I don't think getting things from Venus orbit down to human friendly aerostat altitude is going to be an insurmountable problem. When sending things into the Venusian atmosphere, you can always take advantage of aero-braking. Then, the aerobraking equipment can itself be taken apart and used.
Running an economy on mostly carbon, oxygen, nitrogen, hydrogen, and sulphur would make for an interesting hard sci-fi book!
Any real colony needs to be mostly self sufficient (hopefully entirely self sufficient) so the problem is not getting materials down from orbit, but up from the surface.
In a far-seeing, long term analysis, I don't think we should limit "colonies" to discrete heavenly bodies. Long term, we should consider the complex of Venus, Mercury, and Venus-crossing asteroids as a local resource pool.

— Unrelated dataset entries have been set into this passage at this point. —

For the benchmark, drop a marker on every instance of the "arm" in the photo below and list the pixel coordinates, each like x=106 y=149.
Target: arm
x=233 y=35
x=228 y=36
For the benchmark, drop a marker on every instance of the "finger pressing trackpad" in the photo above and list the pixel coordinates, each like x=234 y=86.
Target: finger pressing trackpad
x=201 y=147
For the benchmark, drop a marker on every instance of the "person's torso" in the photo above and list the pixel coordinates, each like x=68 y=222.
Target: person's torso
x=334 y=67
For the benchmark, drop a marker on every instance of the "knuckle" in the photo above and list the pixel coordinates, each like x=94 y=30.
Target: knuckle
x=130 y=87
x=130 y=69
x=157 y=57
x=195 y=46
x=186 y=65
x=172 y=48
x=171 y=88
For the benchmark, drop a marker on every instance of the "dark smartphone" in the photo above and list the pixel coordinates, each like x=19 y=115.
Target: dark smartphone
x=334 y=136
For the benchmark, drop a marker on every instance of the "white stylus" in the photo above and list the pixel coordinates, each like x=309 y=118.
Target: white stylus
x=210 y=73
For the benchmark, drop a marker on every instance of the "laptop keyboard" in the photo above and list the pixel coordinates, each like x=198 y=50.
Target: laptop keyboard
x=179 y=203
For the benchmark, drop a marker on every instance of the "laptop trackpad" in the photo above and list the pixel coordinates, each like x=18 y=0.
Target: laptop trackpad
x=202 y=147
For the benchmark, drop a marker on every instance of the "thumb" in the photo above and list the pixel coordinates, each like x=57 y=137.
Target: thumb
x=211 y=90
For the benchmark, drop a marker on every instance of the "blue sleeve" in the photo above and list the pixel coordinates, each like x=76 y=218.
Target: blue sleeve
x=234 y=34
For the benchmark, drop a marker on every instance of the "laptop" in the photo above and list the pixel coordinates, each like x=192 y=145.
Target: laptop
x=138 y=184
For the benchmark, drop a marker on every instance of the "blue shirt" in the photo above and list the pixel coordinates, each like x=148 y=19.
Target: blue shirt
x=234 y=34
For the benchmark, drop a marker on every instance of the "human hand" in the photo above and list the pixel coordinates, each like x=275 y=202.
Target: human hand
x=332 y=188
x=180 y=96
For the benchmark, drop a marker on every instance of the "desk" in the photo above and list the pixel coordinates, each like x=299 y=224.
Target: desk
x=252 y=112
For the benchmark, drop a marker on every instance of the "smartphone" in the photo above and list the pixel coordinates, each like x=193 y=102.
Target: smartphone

The notion that a single planet has to be largely self-sufficient as an independent unit is a bit of prejudice that comes from our upbringing on Earth. On Earth, in terrestrial economic terms, it's generally relatively expensive to get things off the planet and back onto its surface in one piece. For this reason, we think of planet Earth as a practical (if not absolute) boundary for economic transactions and resources. In the larger context of a solar system spanning society, it's costly in absolute terms by current-day Earth standards, but in the larger context, it's also relatively cheap to ship things down into the Venusian atmosphere from Mercury, Venus-crossing asteroids, and even Mars. In fact, one can make it materially inexpensive by applying lots of energy, which shouldn't be nearly as expensive by that point.
It's probably true that Earth's gravity well will limit trade of material goods between itself and the rest of the solar system. But there's no reason that a solar system spanning culture couldn't exist as a largely separate entity. I suspect people will live out there just for the idea of it, and that nation-states will help in the endeavor just to propagate their own cultures.
Right. History is full of land-based powers that didn't realize they needed a navy until they enlarged their context. This just involves an even larger new context.
Sure.. except, nature has conveniently put those elements into forms we can use. So until we're able to do that ourselves, that's a disadvantage we'll have to deal with. It's less a failure of imagination, and more a failure of our current level of technology.